From the above-mentioned cases and the provisions of Judicial Interpretation I, basically give us the mainstream judgment, the working years of continuous work for more than ten years do not include the combined working years, the scope of application of the two is completely different, which is consistent with the provisions of article 22 of the "309 document", emphasizing the uniqueness of the employer. Although the conversion of labor dispatch to direct employment and the rotation of labor by affiliated enterprises may result in the combined calculation of working years, such combined calculation of working years is only applicable to the calculation of economic compensation or compensation, not the merger of labor relations, and is not applicable to the calculation of working years that meet the conditions for signing an indefinite term labor contract. The author has also communicated with the arbitrator, there is no direct corresponding laws and regulations at present, there is a view that unless the new employer and the employee sign an agreement to actively recognize the continuous calculation of service years, generally in the calculation of whether continuous work for 10 years meets the conditions of signing without a fixed period, will not identify the labor dispatch company, two or more affiliated companies belong to the same employer. Or combined years of service.

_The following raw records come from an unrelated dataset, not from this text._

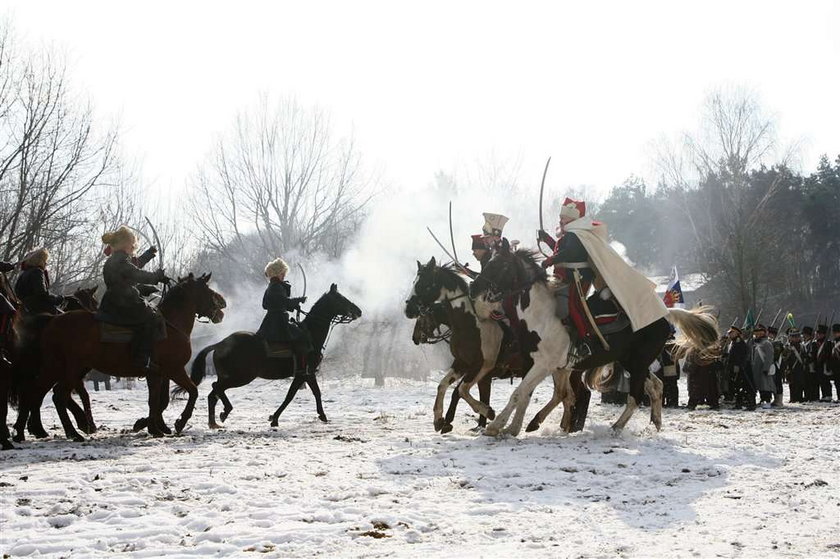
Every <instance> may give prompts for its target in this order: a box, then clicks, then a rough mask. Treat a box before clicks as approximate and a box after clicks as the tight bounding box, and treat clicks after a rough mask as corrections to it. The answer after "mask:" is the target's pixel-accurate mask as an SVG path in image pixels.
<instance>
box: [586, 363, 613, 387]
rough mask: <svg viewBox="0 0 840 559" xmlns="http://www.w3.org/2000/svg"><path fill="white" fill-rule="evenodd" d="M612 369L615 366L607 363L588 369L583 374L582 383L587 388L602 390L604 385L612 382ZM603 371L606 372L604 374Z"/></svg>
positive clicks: (612, 372)
mask: <svg viewBox="0 0 840 559" xmlns="http://www.w3.org/2000/svg"><path fill="white" fill-rule="evenodd" d="M614 371H615V368H614V367H611V366H610V365H609V364H607V365H601V366H600V367H596V368H594V369H589V370H587V371H586V373H585V374H584V375H583V383H584V384H585V385H586V387H587V388H588V389H589V390H597V391H598V392H603V391H604V387H606V386H608V385H609V384H610V382H612V377H613V374H614ZM605 372H606V374H604V373H605Z"/></svg>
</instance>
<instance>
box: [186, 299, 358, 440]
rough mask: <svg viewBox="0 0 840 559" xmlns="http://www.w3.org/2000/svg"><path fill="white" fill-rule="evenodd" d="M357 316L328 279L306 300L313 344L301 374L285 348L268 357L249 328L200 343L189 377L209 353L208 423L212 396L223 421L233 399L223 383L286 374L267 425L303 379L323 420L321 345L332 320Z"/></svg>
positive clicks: (255, 336) (292, 392)
mask: <svg viewBox="0 0 840 559" xmlns="http://www.w3.org/2000/svg"><path fill="white" fill-rule="evenodd" d="M360 316H362V311H361V310H360V309H359V307H357V306H356V305H355V304H353V303H352V302H351V301H350V300H348V299H347V298H346V297H344V296H343V295H342V294H341V293H339V292H338V287H337V286H336V285H335V284H332V286H331V287H330V290H329V291H328V292H326V293H325V294H324V295H322V296H321V298H320V299H318V301H316V302H315V304H314V305H312V309H311V310H310V311H309V314H307V316H306V318H305V319H304V320H303V321H302V322H301V324H302V326H303V327H304V328H305V329H306V330H308V331H309V334H310V335H311V336H312V345H313V347H314V348H315V349H313V351H312V352H311V353H310V354H309V355H308V356H307V359H306V362H307V371H306V374H303V375H301V374H298V375H295V368H294V362H293V359H292V357H291V353H289V355H288V356H284V357H269V355H268V351H267V346H266V344H265V341H264V340H263V339H262V338H260V337H258V336H257V335H256V334H254V333H252V332H234V333H233V334H231V335H230V336H228V337H227V338H225V339H224V340H222V341H221V342H219V343H217V344H213V345H210V346H207V347H205V348H204V349H202V350H201V352H199V354H198V355H197V356H196V358H195V361H193V365H192V372H191V374H190V377H191V378H192V381H193V382H194V383H195V384H196V385H198V384H199V383H200V382H201V381H202V380H203V379H204V375H205V360H206V358H207V354H208V353H210V352H211V351H215V353H213V365H214V366H215V368H216V374H217V375H218V380H217V381H216V382H214V383H213V389H212V390H211V391H210V394H208V395H207V407H208V414H209V423H208V424H209V426H210V428H211V429H217V428H219V425H218V424H217V423H216V402H217V401H218V400H221V401H222V404H223V405H224V407H225V409H224V411H222V413H220V414H219V420H220V421H222V422H224V421H225V419H227V417H228V415H230V412H231V410H232V409H233V405H231V403H230V400H229V399H228V397H227V395H226V394H225V390H227V389H229V388H238V387H240V386H245V385H246V384H249V383H250V382H252V381H253V380H254V379H257V378H264V379H272V380H276V379H285V378H292V384H291V386H289V391H288V393H287V394H286V399H285V400H284V401H283V403H282V404H281V406H280V407H279V408H278V409H277V411H275V412H274V413H273V414H272V415H271V417H270V418H269V419H270V421H271V426H272V427H277V418H278V417H279V416H280V414H281V413H283V410H285V409H286V406H288V405H289V402H291V401H292V398H294V396H295V394H296V393H297V391H298V389H300V387H301V386H303V383H304V382H305V383H306V384H307V385H308V386H309V388H310V390H312V394H313V395H314V396H315V406H316V408H317V410H318V418H319V419H320V420H321V421H324V422H326V421H327V416H326V414H325V413H324V408H323V406H322V405H321V389H320V388H318V380H317V379H316V378H315V373H316V371H317V370H318V367H319V365H320V364H321V359H322V357H323V351H324V345H325V344H326V341H327V336H328V334H329V332H330V329H331V327H332V325H334V324H347V323H349V322H352V321H354V320H356V319H357V318H359V317H360Z"/></svg>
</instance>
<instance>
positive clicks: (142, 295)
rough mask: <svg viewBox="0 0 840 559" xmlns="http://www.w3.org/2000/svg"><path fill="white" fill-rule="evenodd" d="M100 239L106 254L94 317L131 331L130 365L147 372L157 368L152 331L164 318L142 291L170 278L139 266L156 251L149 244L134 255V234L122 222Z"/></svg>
mask: <svg viewBox="0 0 840 559" xmlns="http://www.w3.org/2000/svg"><path fill="white" fill-rule="evenodd" d="M102 242H103V243H105V245H107V246H106V248H105V253H106V254H108V255H109V256H108V258H107V260H105V264H104V266H103V268H102V277H103V279H104V280H105V294H104V295H103V296H102V303H101V304H100V305H99V311H98V312H97V314H96V318H97V320H99V321H102V322H107V323H110V324H116V325H119V326H125V327H128V328H130V329H131V330H133V331H134V335H133V337H132V340H131V353H132V358H133V360H134V364H135V365H137V366H138V367H140V368H141V369H143V370H144V371H146V372H148V371H149V370H152V369H155V368H156V367H157V365H156V364H155V363H154V361H153V352H154V344H155V334H156V333H157V332H158V331H161V330H163V328H164V320H163V317H162V316H161V314H160V313H159V312H158V311H157V309H155V308H153V307H151V306H150V305H149V304H148V303H147V302H146V300H145V299H143V294H144V293H146V294H148V293H150V292H151V291H153V290H154V289H155V288H154V287H153V286H154V285H156V284H158V283H168V282H169V281H170V280H169V278H167V277H166V274H165V273H164V272H163V270H162V269H158V270H157V271H155V272H146V271H143V270H141V269H140V267H141V266H143V265H145V264H146V263H148V262H149V260H151V259H152V258H154V256H155V254H156V252H157V251H156V249H155V248H154V247H152V248H151V249H149V250H147V251H146V252H145V253H143V256H141V257H140V258H136V257H135V253H136V252H137V236H136V235H135V234H134V232H133V231H132V230H131V229H129V228H128V227H126V226H125V225H121V226H120V227H119V229H117V230H116V231H111V232H108V233H105V234H104V235H102Z"/></svg>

3. Practical suggestions on the implementation of non-fixed term labor contracts signed by employers

To sum up, the combined length of service is generally not included in the requirement to sign a non-fixed term labor contract "10 years of continuous work", but because there is no uniform laws and regulations or guiding cases and opinions of the High Court, different adjudication organs may have different judgment opinions, we suggest that employers should still remain cautious, you can consider doing two things: First, in order to settle disputes and reduce the legal risk of illegal termination, it can be considered to sign an open-ended labor contract with the employee, of course, on the premise that the employee has sustainable employment value; Second, when a worker changes from a labor dispatch company to a direct employer or an affiliated enterprise signs a contract in turn to change the main body of the employer, as far as possible, it is clearly stipulated in the change agreement or tripartite agreement that the combined length of service carried over by the new employer is only applicable to the calculation of economic compensation or compensation in the future, and does not apply to the calculation of the working years under the conditions of an indefinite labor contract.

Note: Due to the strong regional nature of the basis and caliber of labor dispute judgment, this article is only applicable to Shanghai region, and has no direct application significance in other regions.